“You are such a stupid woman.”
“Useless piece of crap, that’s what you are.”
“Can’t you do anything right?”
These are just some of the words women hear from their husbands, partners, or boyfriends, and yet, they silently accept it. True – words cannot create a physical wound. It can do more than that, for it harms a woman’s heart, mind, and, soul.
When mentioning abuse, the consensus would automatically equate it to physical abuse. However, there are different types of abuse. Some are not always physical. Emotional abuse can match physical abuse in gravity and often exceeds it in a lot of cases.
You may feel something is wrong but be unable to identify what it is. You may find yourself spending a great deal of time trying to put yourself in the other person’s shoes and understand where they are coming from. — Betsy Smith, MEd, LPC-S
Signs of emotional abuse can be feelings of isolation or guilt concerning the victim, shouting, yelling, and gaslighting on the part of the abuser. If you are on the receiving end of this type of abuse, you have to understand that it isn’t you who is to blame here. You are not the one doing such hideous acts. Remember that you are poorly treated, and it is not you doing that.
Emotional abuse should be addressed in every bit as dangerous as with other forms of domestic violence. Why? This can have short term and long term harmful effects on its victims. The mental health will be affected by this.
The following are some examples, followed by advice on how to seek help.
Short Term Effects of Emotional Abuse
No one realizes that they are under emotional abuse at the start. The immediate response would be denial or ignoring it, and it’s just our brain’s natural way of coping – to hope that we’re not wrong. Nevertheless, feelings of confusion, fear, hopelessness, and shame can be initially felt when being subjected to emotional abuse.

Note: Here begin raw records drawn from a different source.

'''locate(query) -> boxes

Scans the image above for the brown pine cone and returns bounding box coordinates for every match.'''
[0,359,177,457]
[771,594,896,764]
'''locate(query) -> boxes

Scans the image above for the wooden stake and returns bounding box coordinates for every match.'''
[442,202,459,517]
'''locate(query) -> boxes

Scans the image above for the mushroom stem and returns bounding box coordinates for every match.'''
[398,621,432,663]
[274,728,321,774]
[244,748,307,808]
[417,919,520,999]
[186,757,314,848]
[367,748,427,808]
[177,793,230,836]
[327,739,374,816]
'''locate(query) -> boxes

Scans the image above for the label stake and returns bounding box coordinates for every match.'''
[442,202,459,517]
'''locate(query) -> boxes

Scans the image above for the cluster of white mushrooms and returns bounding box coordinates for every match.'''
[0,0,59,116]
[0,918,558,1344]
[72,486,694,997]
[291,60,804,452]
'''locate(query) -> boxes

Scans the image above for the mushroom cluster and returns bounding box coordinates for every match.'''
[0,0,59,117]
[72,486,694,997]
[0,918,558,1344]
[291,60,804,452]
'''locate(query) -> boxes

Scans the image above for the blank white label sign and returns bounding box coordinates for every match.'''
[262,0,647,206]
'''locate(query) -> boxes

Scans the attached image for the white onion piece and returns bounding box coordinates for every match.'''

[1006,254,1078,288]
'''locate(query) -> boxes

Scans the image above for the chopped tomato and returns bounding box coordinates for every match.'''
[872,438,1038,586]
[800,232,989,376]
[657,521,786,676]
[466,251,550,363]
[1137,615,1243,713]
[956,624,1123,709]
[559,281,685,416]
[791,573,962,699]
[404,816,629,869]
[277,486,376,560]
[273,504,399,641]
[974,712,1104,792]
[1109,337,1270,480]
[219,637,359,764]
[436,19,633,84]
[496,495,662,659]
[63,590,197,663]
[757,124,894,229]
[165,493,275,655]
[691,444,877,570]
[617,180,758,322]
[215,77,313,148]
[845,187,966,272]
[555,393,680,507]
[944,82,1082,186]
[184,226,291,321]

Physical symptoms can also manifest from the onset of emotional abuse. This can come in the form of:
- Difficulties in concentration
- Mood swings
- Tensing of the muscles
- Frequent nightmares and having trouble sleeping
- Accelerated heart rate
- Bodily aches and pains
When I teach tools for building self-esteem, I talk a lot about how we all have a little voice in the back of our heads, feeding us messages all day long. That voice is often referred to as “self-talk” and it plays a huge role in how you feel about yourself; however, as one of my recent workshop participants pointed out, that voice may not always feel like your own. — Megan MacCutcheon, LPC
Long Term Effects Of Emotional Abuse
Being subject to prolonged emotional abuse can cause as much psychological harm as with physical violence. Low self-esteem and depression are common effects, but there are also other effects (like anxiety, chronic pain, insomnia, and social withdrawal) that can lead to more severe ailments like chronic fatigue syndrome and fibromyalgia down the line.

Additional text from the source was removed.